# §8.14 Integrals

 8.14.1 $\int_{0}^{\infty}e^{-ax}\frac{\mathop{\gamma\/}\nolimits\!\left(b,x\right)}{% \mathop{\Gamma\/}\nolimits\!\left(b\right)}\mathrm{d}x=\frac{(1+a)^{-b}}{a},$ $\Re{a}>0$, $\Re{b}>-1$,
 8.14.2 $\int_{0}^{\infty}e^{-ax}\mathop{\Gamma\/}\nolimits\!\left(b,x\right)\mathrm{d}% x=\mathop{\Gamma\/}\nolimits\!\left(b\right)\frac{1-(1+a)^{-b}}{a},$ $\Re{a}>-1$, $\Re{b}>-1$.

In (8.14.1) and (8.14.2) limiting values are used when $b=0$.

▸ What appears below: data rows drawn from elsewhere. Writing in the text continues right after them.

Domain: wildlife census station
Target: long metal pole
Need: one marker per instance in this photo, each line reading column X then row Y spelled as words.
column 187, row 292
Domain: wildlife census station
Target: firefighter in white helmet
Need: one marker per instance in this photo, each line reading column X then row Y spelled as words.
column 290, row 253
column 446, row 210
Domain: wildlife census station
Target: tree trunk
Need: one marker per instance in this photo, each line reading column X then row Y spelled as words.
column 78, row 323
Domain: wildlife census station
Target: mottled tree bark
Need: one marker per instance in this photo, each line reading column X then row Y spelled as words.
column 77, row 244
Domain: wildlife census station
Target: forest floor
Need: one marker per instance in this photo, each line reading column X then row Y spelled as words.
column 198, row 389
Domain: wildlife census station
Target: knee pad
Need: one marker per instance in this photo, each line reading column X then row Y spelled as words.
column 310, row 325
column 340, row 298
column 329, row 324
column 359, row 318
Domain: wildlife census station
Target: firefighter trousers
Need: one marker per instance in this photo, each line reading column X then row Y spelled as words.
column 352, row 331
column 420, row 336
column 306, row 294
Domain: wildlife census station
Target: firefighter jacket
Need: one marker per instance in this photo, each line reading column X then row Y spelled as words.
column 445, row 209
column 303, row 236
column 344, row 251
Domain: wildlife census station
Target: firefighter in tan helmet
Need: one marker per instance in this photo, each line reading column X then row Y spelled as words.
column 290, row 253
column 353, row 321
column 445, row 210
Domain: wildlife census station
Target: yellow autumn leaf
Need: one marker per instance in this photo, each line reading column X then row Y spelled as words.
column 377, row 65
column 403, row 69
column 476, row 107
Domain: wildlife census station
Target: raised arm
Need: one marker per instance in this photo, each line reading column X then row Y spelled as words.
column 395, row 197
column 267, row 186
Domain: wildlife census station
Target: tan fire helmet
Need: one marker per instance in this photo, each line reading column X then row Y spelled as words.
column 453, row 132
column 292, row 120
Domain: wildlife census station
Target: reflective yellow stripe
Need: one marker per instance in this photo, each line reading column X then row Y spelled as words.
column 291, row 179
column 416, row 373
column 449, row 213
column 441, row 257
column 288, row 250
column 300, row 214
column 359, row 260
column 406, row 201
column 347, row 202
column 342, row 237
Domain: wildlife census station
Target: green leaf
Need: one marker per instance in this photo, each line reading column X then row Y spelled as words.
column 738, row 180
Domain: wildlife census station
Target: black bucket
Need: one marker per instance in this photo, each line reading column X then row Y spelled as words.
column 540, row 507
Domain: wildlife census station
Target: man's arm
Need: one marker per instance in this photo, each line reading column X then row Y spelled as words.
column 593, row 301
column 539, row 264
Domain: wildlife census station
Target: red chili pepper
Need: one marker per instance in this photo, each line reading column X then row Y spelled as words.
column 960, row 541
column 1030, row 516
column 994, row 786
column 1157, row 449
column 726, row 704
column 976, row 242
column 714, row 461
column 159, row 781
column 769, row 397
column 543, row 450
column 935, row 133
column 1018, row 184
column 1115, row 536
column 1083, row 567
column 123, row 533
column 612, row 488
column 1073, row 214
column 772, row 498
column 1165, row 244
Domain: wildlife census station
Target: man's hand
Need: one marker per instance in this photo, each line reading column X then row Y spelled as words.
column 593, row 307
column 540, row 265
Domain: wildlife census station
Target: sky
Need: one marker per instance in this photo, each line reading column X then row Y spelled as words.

 8.14.3 $\int_{0}^{\infty}x^{a-1}\mathop{\gamma\/}\nolimits\!\left(b,x\right)\mathrm{d}% x=-\frac{\mathop{\Gamma\/}\nolimits\!\left(a+b\right)}{a},$ $\Re{a}<0$, $\Re{(a+b)}>0$,
 8.14.4 $\int_{0}^{\infty}x^{a-1}\mathop{\Gamma\/}\nolimits\!\left(b,x\right)\mathrm{d}% x=\frac{\mathop{\Gamma\/}\nolimits\!\left(a+b\right)}{a},$ $\Re{a}>0$, $\Re{(a+b)}>0$,
 8.14.5 $\int_{0}^{\infty}x^{a-1}e^{-sx}\mathop{\gamma\/}\nolimits\!\left(b,x\right)% \mathrm{d}x=\frac{\mathop{\Gamma\/}\nolimits\!\left(a+b\right)}{b(1+s)^{a+b}}% \*\mathop{F\/}\nolimits\!\left(1,a+b;1+b;1/(1+s)\right),$ $\Re{s}>0$, $\Re{(a+b)}>0$,
 8.14.6 $\int_{0}^{\infty}x^{a-1}e^{-sx}\mathop{\Gamma\/}\nolimits\!\left(b,x\right)% \mathrm{d}x=\frac{\mathop{\Gamma\/}\nolimits\!\left(a+b\right)}{a(1+s)^{a+b}}% \*\mathop{F\/}\nolimits\!\left(1,a+b;1+a;s/(1+s)\right),$ $\Re{s}>-1$, $\Re{(a+b)}>0$, $\Re{a}>0$.

For the hypergeometric function $\mathop{F\/}\nolimits\!\left(a,b;c;z\right)$ see §15.2(i).

For additional integrals see Apelblat (1983, §8.2), Erdélyi et al. (1953b, §9.3), Erdélyi et al. (1954a, b), Gradshteyn and Ryzhik (2000, §6.45), Marichev (1983, pp.189–190), Oberhettinger (1972, pp. 68–69), Prudnikov et al. (1986b, §§1.2, 2.10), and Prudnikov et al. (1992a, §3.10).